Place | Oceania: Australia, Victoria, Melbourne, Heidelberg |
---|---|
Accession Number | ART28305 |
Collection type | Art |
Measurement | sheet: 25 x 17.9 cm |
Object type | Work on paper |
Physical description | carbon pencil, coloured wax crayons, brown pastel, gouache on paper |
Maker |
Tucker, Albert |
Place made | Australia: Victoria, Melbourne, Heidelberg |
Date made | 27 September 1942 |
Conflict |
Second World War, 1939-1945 |
Copyright |
Item copyright: AWM Licensed copyright |
Psycho, Heidelberg Military Hospital
In September 1942, 27-year-old Private Albert Tucker was admitted to 115 Australian General Hospital at Heidelberg in Melbourne for observation after a slight illness. It was from his hospital bed that he caught a glimpse of the tortured face that he later drew, and titled 'Psycho, Heidelberg military hospital'. With the speed of a camera shutter, Tucker's subliminal memory fused what he saw into this haunting image, seen only for a moment before the patient was led away to the psychiatric ward for treatment.
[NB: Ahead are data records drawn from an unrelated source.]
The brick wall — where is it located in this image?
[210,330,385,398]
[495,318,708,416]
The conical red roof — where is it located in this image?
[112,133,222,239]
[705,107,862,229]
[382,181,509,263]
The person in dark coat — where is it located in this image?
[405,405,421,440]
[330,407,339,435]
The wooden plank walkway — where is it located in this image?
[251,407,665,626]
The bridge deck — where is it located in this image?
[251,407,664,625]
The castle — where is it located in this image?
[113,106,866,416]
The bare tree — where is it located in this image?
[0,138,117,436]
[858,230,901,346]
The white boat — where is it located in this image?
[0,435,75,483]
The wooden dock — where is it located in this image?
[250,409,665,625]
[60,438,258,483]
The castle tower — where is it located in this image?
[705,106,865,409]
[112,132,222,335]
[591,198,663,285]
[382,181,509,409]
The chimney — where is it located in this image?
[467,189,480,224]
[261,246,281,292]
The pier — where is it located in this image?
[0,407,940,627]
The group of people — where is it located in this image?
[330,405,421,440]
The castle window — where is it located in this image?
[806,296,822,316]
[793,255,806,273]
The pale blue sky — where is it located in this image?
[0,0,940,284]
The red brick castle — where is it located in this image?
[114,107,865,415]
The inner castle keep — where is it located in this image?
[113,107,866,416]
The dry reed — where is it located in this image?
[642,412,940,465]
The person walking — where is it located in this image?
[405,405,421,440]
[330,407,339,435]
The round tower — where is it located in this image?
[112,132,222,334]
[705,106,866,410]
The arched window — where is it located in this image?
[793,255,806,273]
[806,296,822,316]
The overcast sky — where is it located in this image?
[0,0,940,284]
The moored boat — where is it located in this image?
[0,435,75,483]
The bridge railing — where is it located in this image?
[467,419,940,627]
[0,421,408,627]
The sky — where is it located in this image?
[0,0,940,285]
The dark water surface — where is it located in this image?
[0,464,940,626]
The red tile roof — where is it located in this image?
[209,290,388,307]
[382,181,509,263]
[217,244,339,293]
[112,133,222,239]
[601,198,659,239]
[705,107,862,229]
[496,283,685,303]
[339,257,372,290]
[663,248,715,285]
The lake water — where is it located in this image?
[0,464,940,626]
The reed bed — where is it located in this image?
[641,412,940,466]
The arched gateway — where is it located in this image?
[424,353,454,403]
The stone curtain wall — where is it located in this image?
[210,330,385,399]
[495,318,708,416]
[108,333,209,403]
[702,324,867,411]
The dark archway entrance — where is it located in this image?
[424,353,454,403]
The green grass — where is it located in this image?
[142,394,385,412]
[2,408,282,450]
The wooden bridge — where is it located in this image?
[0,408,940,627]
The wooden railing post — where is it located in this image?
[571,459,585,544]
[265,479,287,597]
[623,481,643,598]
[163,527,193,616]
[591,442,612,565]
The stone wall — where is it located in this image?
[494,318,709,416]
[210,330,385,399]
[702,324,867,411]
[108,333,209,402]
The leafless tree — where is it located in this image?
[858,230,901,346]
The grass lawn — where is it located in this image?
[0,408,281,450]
In 'Psycho' we see deeply etched lines that cut across the brow like painful bolts of electricity, the eyes are huge and staring, but unseeing, and the mouth is a despairing slash cutting between the jagged shadows of the cheekbones and the chin. This drawing is a symbolic statement about the nightmare of war, and the stealth with which turmoil and alienation works on the human psyche. Tucker uses dark carbon pencil to 'carve out' the contour of the face, and tints of colour to heighten its expressive force: blue on the eyes to make them stand out even more alarmingly, and white to accentuate the contrasts between light and dark. The young man's face becomes that of a zombie, a death's head.